Por eso, para este último grupo, el aumento de la recaudación tributaria y el engrosamiento del gasto social, son vistos desde una perspectiva ideológica distinta, como condiciones necesarias para atender los derechos de aquellos sectores sociales más vulnerables, que el otro modelo dejó en exclusión.
En cambio, los defensores del “sálvese quién pueda”, se expresan sobre el mismo hecho con frases como “la carga tributaria no tiene freno” y se alarman con el record de recaudación del año 2013 del 32,7% del PBI a nivel nacional y del 47% si se agregan los tributos provinciales y municipales. Intentan así generarle al el lector la impresión de que el Estado le detrae (le quita) el dinero a los asalariados y a las empresas, afectando el consumo y la inversión. Preguntan cuándo es el día libre de impuestos, para armar el ranking de los países en donde las personas menos tienen que trabajar para mantener el erario público. No perciben el cobro de los tributos como un instrumento necesario para arribar a una sociedad más justa. Con esa lógica se empeñan en describir cuáles han sido los medios más eficaces para la coerción del ciudadano, y hablan del impuesto que hay que soportar por no hacer ajustes inflacionarios en las bases de cálculo, olvidándose de los más relegados (saber que sólo pagan ganancias el 10,2% de los trabajadores y el 0,7% de los jubilados).
Resulta paradójico que parte de los sectores que se quejan del peso del Estado son los primeros en reclamar ayuda pública cuando alguna circunstancia los ha dejado en bancarrota, y piden a gritos subsidios para recomponer sus penurias “por el bien de la economía, el trabajo y del país” (recuérdese el salvataje a los bancos y otras empresas tras la crisis del 2001 o los reiterados pedidos de subsidios o exenciones impositivas ante escenarios de sequías o inundaciones que hacen las entidades del campo).

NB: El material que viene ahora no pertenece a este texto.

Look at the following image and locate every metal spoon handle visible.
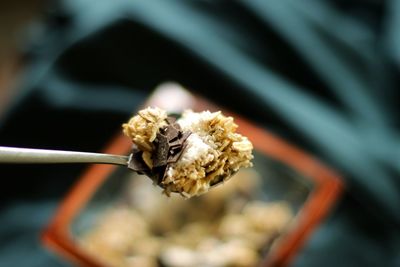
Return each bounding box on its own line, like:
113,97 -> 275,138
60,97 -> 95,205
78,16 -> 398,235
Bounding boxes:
0,146 -> 129,166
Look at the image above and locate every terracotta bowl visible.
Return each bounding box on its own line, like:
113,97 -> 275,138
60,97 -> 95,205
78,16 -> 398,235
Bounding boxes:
42,84 -> 343,267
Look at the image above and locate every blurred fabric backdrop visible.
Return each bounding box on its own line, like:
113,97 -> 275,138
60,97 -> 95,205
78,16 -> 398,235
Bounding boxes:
0,0 -> 400,266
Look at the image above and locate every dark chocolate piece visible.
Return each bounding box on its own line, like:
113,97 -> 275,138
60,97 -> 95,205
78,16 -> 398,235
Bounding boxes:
167,143 -> 188,163
164,125 -> 179,142
180,131 -> 191,143
169,140 -> 181,147
153,133 -> 170,167
154,166 -> 168,185
169,131 -> 191,147
127,145 -> 148,172
166,116 -> 176,124
171,122 -> 181,130
127,116 -> 192,188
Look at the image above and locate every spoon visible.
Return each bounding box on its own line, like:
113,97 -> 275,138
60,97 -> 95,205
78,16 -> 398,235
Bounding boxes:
0,146 -> 231,194
0,146 -> 129,165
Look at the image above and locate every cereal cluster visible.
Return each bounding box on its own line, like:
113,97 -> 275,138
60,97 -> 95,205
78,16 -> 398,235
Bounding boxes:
122,107 -> 168,152
164,110 -> 253,197
122,108 -> 253,198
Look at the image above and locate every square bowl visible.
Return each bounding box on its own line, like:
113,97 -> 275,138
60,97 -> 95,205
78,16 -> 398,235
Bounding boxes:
42,84 -> 343,267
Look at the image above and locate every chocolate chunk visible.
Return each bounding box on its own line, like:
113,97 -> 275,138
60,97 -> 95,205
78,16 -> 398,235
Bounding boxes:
169,146 -> 181,155
126,118 -> 193,190
164,125 -> 179,142
181,131 -> 191,142
171,122 -> 181,130
127,146 -> 150,172
167,143 -> 188,163
128,155 -> 149,172
152,126 -> 192,171
153,133 -> 170,167
169,139 -> 181,147
169,131 -> 191,147
154,166 -> 168,185
155,132 -> 168,144
166,116 -> 176,124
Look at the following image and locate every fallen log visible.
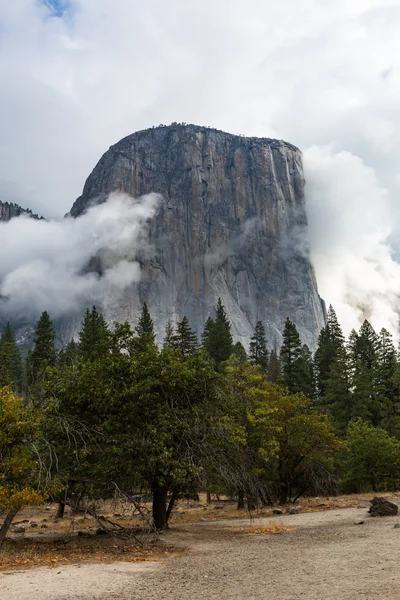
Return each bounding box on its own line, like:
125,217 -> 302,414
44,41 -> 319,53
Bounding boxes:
369,497 -> 398,517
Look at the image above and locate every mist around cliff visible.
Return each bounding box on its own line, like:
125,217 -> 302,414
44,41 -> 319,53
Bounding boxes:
305,146 -> 400,339
0,193 -> 159,321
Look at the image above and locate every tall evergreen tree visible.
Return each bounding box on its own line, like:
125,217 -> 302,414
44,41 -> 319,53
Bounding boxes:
349,320 -> 381,425
233,341 -> 247,362
27,311 -> 56,384
249,321 -> 269,372
163,319 -> 175,349
135,302 -> 156,351
376,328 -> 399,433
78,306 -> 109,361
172,316 -> 198,356
280,318 -> 303,393
267,349 -> 280,383
0,323 -> 23,393
201,299 -> 233,365
321,346 -> 352,434
314,305 -> 345,397
58,339 -> 79,368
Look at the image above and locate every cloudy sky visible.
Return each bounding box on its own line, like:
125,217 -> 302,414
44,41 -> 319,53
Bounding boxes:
1,0 -> 400,334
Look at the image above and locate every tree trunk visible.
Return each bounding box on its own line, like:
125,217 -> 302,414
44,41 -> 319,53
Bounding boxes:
152,483 -> 168,530
56,502 -> 65,519
237,489 -> 245,510
206,490 -> 211,504
279,483 -> 288,506
247,493 -> 257,512
166,490 -> 179,524
0,508 -> 18,550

En estos últimos años, el peso de los impuestos progresivos en la recaudación se ha incrementado, como en el caso del impuesto a las ganancias que pasó de representar el 4,98% del PBI en el 2004 al 6,40% en el 2012. Pero más aún se han incrementado las contribuciones sociales, que pasaron de representar el 3,04% al 8,31% PBI, lo que se explica por el crecimiento del empleo registrado, es decir, por el éxito del modelo. Por otro lado, el gasto social creció 7, 67 puntos porcentuales entre 1998 y 2009 representando el 27,7 % del PBI.

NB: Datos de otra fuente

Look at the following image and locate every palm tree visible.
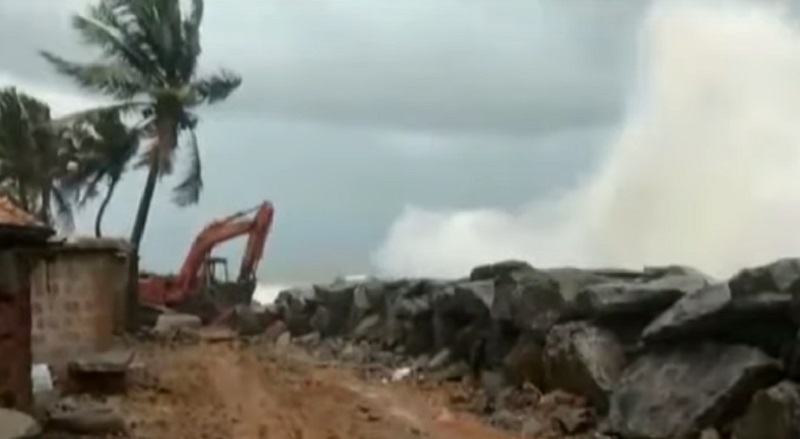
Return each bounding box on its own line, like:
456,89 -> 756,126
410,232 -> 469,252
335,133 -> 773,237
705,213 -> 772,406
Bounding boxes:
41,0 -> 242,250
61,110 -> 141,237
0,87 -> 82,230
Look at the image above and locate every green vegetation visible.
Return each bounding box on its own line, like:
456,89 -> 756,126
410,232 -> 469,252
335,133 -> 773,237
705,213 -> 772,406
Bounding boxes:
0,0 -> 243,242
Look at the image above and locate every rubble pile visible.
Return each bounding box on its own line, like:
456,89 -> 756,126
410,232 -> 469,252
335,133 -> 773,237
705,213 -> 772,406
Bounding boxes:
267,259 -> 800,439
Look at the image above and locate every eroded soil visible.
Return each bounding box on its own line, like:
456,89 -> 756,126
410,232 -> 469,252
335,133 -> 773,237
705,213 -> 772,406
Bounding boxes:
121,341 -> 515,439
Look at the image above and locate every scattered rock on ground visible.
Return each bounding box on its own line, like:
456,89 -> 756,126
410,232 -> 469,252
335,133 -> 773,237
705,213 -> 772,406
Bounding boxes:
151,313 -> 202,337
69,349 -> 134,373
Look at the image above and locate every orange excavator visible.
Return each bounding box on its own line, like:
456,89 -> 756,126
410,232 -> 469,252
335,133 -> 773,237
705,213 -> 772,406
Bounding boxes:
138,201 -> 275,322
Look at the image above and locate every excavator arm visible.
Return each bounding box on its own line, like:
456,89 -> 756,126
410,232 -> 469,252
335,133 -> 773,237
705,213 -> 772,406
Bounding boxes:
138,200 -> 275,315
176,201 -> 275,293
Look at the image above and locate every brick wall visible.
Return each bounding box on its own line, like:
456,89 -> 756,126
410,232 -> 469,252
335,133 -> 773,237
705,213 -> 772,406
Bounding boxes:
0,250 -> 32,411
30,241 -> 130,365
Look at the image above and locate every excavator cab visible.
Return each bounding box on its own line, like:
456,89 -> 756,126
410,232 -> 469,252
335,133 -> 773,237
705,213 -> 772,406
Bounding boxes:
203,256 -> 231,284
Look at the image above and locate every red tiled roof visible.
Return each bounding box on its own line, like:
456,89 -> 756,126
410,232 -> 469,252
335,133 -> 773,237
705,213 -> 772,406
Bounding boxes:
0,195 -> 46,228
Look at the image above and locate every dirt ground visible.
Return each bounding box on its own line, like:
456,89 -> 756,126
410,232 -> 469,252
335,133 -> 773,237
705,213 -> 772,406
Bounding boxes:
120,339 -> 516,439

Así, el aumento en la recaudación tributaria es lo que le permitió al gobierno nacional el renacimiento de las políticas socialmente inclusivas. La Asignación Universal por Hijo, la jubilación de más de dos millones de personas con aportes incompletos, el aumento de las asignaciones familiares, los planes Argentina Trabaja, ProCreAr, Progresar, Conectar Igualdad y los subsidios a los servicios públicos constituyen políticas para comenzar a saldar la deuda social que dejó el vendaval neoliberal.

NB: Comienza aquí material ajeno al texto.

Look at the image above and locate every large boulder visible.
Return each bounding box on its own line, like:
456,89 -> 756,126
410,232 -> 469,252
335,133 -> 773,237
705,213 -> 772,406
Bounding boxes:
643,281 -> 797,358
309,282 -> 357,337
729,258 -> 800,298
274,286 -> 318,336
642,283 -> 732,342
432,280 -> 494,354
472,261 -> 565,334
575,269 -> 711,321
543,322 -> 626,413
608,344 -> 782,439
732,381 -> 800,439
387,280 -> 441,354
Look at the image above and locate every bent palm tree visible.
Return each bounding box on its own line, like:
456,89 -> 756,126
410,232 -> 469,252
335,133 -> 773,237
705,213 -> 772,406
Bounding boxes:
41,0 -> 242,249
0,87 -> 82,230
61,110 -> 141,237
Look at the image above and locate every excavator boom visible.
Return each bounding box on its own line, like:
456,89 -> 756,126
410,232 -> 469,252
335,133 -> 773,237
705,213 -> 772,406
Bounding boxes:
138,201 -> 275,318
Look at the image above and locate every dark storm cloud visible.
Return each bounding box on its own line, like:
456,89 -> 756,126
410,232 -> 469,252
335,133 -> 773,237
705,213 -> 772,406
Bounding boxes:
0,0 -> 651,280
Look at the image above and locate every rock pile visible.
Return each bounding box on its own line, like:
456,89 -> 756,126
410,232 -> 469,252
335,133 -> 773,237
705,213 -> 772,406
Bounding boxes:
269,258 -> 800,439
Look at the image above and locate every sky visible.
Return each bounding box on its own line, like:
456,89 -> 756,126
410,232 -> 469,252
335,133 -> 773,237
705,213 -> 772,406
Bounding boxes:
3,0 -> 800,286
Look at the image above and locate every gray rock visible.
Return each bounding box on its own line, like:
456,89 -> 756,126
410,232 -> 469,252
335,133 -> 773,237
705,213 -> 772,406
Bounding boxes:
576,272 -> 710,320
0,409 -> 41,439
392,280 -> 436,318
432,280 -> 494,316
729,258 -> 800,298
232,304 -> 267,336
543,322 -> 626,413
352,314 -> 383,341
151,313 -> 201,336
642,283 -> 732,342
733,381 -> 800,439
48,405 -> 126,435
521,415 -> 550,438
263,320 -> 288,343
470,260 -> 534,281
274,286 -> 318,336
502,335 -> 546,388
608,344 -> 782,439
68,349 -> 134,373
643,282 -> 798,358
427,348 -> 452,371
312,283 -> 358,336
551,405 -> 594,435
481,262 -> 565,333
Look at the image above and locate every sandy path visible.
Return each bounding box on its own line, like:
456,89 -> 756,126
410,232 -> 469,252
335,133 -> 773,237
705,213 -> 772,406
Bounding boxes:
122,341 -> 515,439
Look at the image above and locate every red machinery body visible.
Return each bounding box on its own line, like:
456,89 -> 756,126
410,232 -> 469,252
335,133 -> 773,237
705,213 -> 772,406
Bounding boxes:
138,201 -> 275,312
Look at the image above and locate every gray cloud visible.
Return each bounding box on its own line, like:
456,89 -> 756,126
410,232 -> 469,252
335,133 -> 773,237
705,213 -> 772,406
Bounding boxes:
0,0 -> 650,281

Por otra parte, con la mayor recaudación, el Estado ha venido realizando millonarias inversiones en infraestructura, con la construcción de miles de kilómetros de carreteras, producción de petróleo, centrales de generación eléctricas, ferrocarriles, escuelas, universidades, redes de gas, agua potable y cloacas, entre otras obras imprescindibles para el desarrollo económico y la transformación del país. La mejora en la distribución del ingreso, el fuerte crecimiento del empleo, del consumo popular y la inversión privada confirman los beneficios de un Estado presente. Por todo lo dicho, celebramos los guarismos que otros detractan.